I have not done this, but given that we have good PBP location data, it is not that hard to figure a player’s defensive performance as compared to an average player at ANY park.  IOW, rather than using an overall “park factor” per se, we look at how average fielders handles the various types of balls hit to LF at Fenway and simply compare Manny (or any other fielder in Fenway) to that, on a “bucket by bucket” basis. One nice thing is that we have lots of historical data for Fenway park.  I have 10 years of PBP data.  For example, a 310 foot fly ball is never caught in certain slices in LF at Fenway, so for Manny or any other player, we ignore those fly balls.  Because everyone plays shallower at Fenway than a typical park, a pop fly or line drive to a shallow part of the OF is caught more often in Fenway on the average, so we use that as a baseline for all of Manny’s and other Fenwayers’ balls.  Etc.  It is not that hard.

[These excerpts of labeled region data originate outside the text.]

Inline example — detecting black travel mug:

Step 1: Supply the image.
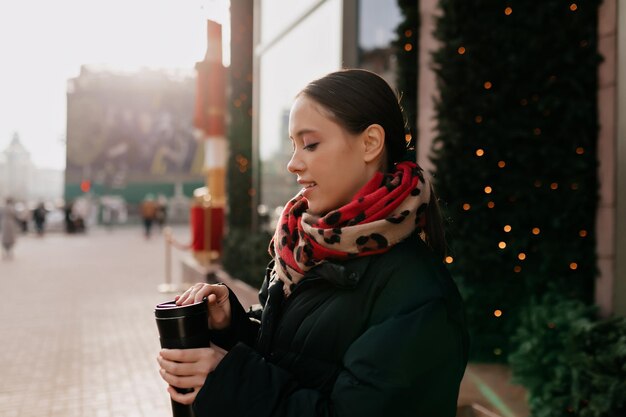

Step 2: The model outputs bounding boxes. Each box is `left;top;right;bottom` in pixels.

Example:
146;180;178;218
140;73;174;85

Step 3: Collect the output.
154;298;210;417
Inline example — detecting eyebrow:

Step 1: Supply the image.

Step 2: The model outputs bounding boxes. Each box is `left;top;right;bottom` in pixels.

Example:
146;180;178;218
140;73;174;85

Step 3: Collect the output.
289;129;317;140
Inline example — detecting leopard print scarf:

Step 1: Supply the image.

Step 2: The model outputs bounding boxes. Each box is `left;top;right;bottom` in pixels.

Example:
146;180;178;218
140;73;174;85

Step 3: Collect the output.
269;161;430;296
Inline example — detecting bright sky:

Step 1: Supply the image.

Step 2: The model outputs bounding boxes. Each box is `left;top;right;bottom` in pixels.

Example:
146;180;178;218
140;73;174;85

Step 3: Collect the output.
0;0;229;169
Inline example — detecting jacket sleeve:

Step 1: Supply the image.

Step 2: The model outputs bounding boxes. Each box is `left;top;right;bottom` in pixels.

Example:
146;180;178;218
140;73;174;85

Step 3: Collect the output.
211;261;274;350
194;300;465;417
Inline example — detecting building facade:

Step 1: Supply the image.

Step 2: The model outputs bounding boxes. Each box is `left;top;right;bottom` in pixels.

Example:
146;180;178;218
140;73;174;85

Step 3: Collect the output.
253;0;626;315
65;67;204;205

#8    tangotiger      (see all posts) 2007/12/22 (Sat) @ 18:22

Ideally, you would weight each player the same, so that your factors are based on a representative sample.  Once you include Bonds in your LH SF park sample, you are biasing the results severely.  Clearly, Bonds is not affected by the SF park like the typical MLB hitter.

So, we have two issues:
1. including Bonds to come up with an overall LHH SF park factor, which you then apply to Bonds (which is definitely wrong)

2. including Bonds for the other hitters, which obviously means that the sample is not representative of the typical hitter

At the very least, you need to make your sample representative.  If it’s not, then it’s biased.  You could create groups of players.  If the percentage of HR hit by “power hitters” in MLB is 10% (as an illustration), then you to stick to that.  The key is to make your sample representative, and not assume that it is.

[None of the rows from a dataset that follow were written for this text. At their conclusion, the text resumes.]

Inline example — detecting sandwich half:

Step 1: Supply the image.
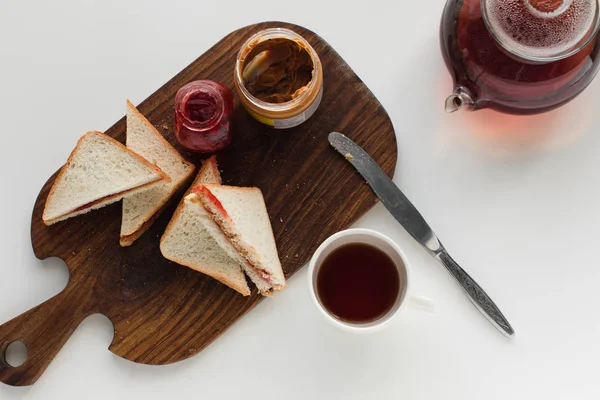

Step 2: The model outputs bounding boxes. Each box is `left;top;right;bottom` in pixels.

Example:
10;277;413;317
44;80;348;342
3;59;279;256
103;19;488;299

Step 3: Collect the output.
160;156;250;296
42;131;170;225
120;101;195;246
189;184;286;296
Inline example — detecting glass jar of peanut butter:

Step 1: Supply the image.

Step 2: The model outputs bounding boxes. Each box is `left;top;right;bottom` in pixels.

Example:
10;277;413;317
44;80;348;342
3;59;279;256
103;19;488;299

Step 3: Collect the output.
234;28;323;129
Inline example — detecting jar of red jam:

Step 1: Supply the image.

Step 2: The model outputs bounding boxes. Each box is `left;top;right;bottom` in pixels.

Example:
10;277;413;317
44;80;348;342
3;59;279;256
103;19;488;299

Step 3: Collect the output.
175;80;233;153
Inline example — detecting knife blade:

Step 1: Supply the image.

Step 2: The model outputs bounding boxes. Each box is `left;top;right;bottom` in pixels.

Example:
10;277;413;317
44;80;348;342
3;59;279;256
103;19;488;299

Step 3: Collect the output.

As it turns out, one-third of all LHH HR in SF games are hit by Barry Bonds.  That can’t be good for any park adjustment.

Getting back to Manny, if he’s involved in 40% of all plays in LF in Boston games, that can’t be good for any park adjustment, especially for a park that is so specific like Fenway.

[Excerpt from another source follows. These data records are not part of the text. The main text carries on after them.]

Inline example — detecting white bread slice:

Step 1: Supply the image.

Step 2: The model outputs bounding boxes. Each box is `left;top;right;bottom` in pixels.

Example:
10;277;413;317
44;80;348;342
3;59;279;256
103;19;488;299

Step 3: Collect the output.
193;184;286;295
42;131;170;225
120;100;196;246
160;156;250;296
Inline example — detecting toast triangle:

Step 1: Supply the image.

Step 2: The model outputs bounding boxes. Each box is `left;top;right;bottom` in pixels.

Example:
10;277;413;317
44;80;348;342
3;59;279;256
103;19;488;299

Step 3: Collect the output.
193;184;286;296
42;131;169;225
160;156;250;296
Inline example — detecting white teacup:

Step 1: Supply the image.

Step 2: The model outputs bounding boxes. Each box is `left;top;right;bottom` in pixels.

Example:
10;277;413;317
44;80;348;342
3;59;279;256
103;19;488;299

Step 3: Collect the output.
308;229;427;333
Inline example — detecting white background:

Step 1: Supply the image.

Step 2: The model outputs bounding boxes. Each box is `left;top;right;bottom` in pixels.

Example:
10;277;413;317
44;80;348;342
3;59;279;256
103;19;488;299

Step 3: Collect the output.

If you have a situation that can be leveraged by a specific trait, then your adjustments will be very questionable.  Perhaps at Fenway, you don’t need much speed (or you need alot of speed, who knows).  The result is that if you have a player tailor-made (or opposite), then the adjusment will be biased.


#9    Anthony      (see all posts) 2007/12/22 (Sat) @ 20:40

I know sample size will be an issue here, but can we figure HR park factors by splitting players into high/low outfield fly %, and pulled outfield fly%. If Bonds’s park affects him differently than the league at large, it presumably would affect other lefthanded pull hitters the same way.


#10    Guy      (see all posts) 2007/12/22 (Sat) @ 21:54

I think the answer here may depend on what you want to use a park factor for.  Let’s assume, based on Tango’s data, that SF suppresses HRs for a typical LHH by 43% (in SF), but doesn’t suppress HRs at all for Bonds (ignoring the homefield edge, just to keep it simple).  So why do we need this park factor?
1) To project how many HR Bonds will hit if he moves to a new park;
2) To project how many HR another LHH will hit when moving to SF;
3) To measure the value of the HRs Bonds did hit.

For #1, we certainly don’t want to use a no-Bonds PF-- that would tell us his HRs would increase 37%, when his own H/R #s suggest he won’t increase at all.

For #2, I think we want to use a sample in which Bonds counts only a small amount or none at all (the Tango position), and we’d project a big HR decline for this non-Bonds LHH. 

For #3, I don’t think we want the Tango (no-Bonds) PF.  That would tell us Bonds’ park-adjusted HR total was 37% higher than his actual total.  But it’s not true that Bonds would hit that many in a neutral park.  It IS true that other LHHs, including SF’s opponents, will hit fewer HRs, making Bonds’ HRs more valuable.  But it seems to me that the value of HRs in SF isn’t dependent on handedness, it should depend on the overall offensive environment created by that park.  So, if the HR PF for RHH were zero, then Bonds would only get a PR bonus of say 12-13%.  In other words, we wouldn’t want to use a LHH-only park factor in the context of determining offensive value.